Quick Links

Re: Partition-wise join for join between (declaratively) partitioned tables

From:	Ashutosh Bapat <ashutosh(dot)bapat(at)enterprisedb(dot)com>
To:	Robert Haas <robertmhaas(at)gmail(dot)com>
Cc:	Amit Langote <Langote_Amit_f8(at)lab(dot)ntt(dot)co(dot)jp>, Rafia Sabih <rafia(dot)sabih(at)enterprisedb(dot)com>, Rajkumar Raghuwanshi <rajkumar(dot)raghuwanshi(at)enterprisedb(dot)com>, pgsql-hackers <pgsql-hackers(at)postgresql(dot)org>
Subject:	Re: Partition-wise join for join between (declaratively) partitioned tables
Date:	2017-03-30 05:22:45
Message-ID:	CAFjFpRf_JFMOGz7o7p3KrSX-S+k6XZQx473xt3iTxKG+yvVpXw@mail.gmail.com
Views:	Whole Thread \| Raw Message \| Download mbox \| Resend email
Thread:
Lists:	pgsql-hackers

On Wed, Mar 29, 2017 at 8:39 AM, Robert Haas <robertmhaas(at)gmail(dot)com> wrote:
> On Tue, Mar 28, 2017 at 12:54 PM, Robert Haas <robertmhaas(at)gmail(dot)com> wrote:
>> Regarding 0002, I think the parts that involve factoring out
>> find_param_path_info() are uncontroversial. Regarding the changes to
>> adjust_appendrel_attrs(), my main question is whether we wouldn't be
>> better off using an array representation rather than a List
>> representation. In other words, this function could take PlannerInfo
>> *root, Node *node, int nappinfos, AppendRelInfo **appinfos. Existing
>> callers doing adjust_appendrel_attrs(root, whatever, appinfo) could
>> just do adjust_appendrel_attrs(root, whatever, 1, &appinfo), not
>> needing to allocate. To make this work, adjust_child_relids() and
>> find_appinfos_by_relids() would need to be adjusted to use a similar
>> argument-passing convention.

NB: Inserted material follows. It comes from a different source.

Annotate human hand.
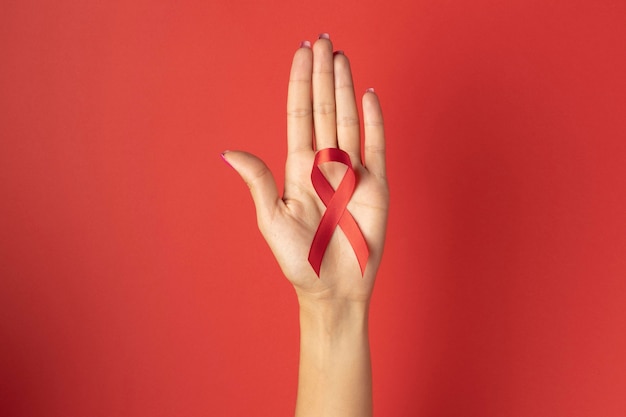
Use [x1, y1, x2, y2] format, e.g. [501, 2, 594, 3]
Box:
[223, 35, 389, 302]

I suspect this makes iterating over the
>> AppendRelInfos mildly faster, too, apart from the memory savings.
>
> Still regarding 0002, looking at adjust_appendrel_attrs_multilevel,
> could we have a common code path for the baserel and joinrel cases?
> It seems like perhaps you could just loop over root->append_rel_list.
> For each appinfo, if (bms_is_member(appinfo->child_relid,
> child_rel->relids)) bms_add_member(parent_relids,
> appinfo->parent_relid).
>
> This implementation would have some loss of efficiency in the
> single-rel case because we'd scan all of the AppendRelInfos in the
> list even if there's only one relid. But you could fix that by
> writing it like this:
>
> foreach (lc, root->append_rel_list)
> {
> if (bms_is_member(appinfo->child_relid, child_rel->relids))
> {
> bms_add_member(parent_relids, appinfo->parent_relid);
> if (child_rel->reloptkind == RELOPT_OTHER_MEMBER_REL)
> break; /* only one relid to find, and we've found it */
> }
> }
> Assert(bms_num_members(child_rel->relids) == bms_num_members(parent_relids));
>
> That seems pretty slick. It is just as fast as the current
> implementation for the single-rel case. It allocates no memory
> (unlike what you've got now). And it handles the joinrel case using
> essentially the same code as the simple rel case.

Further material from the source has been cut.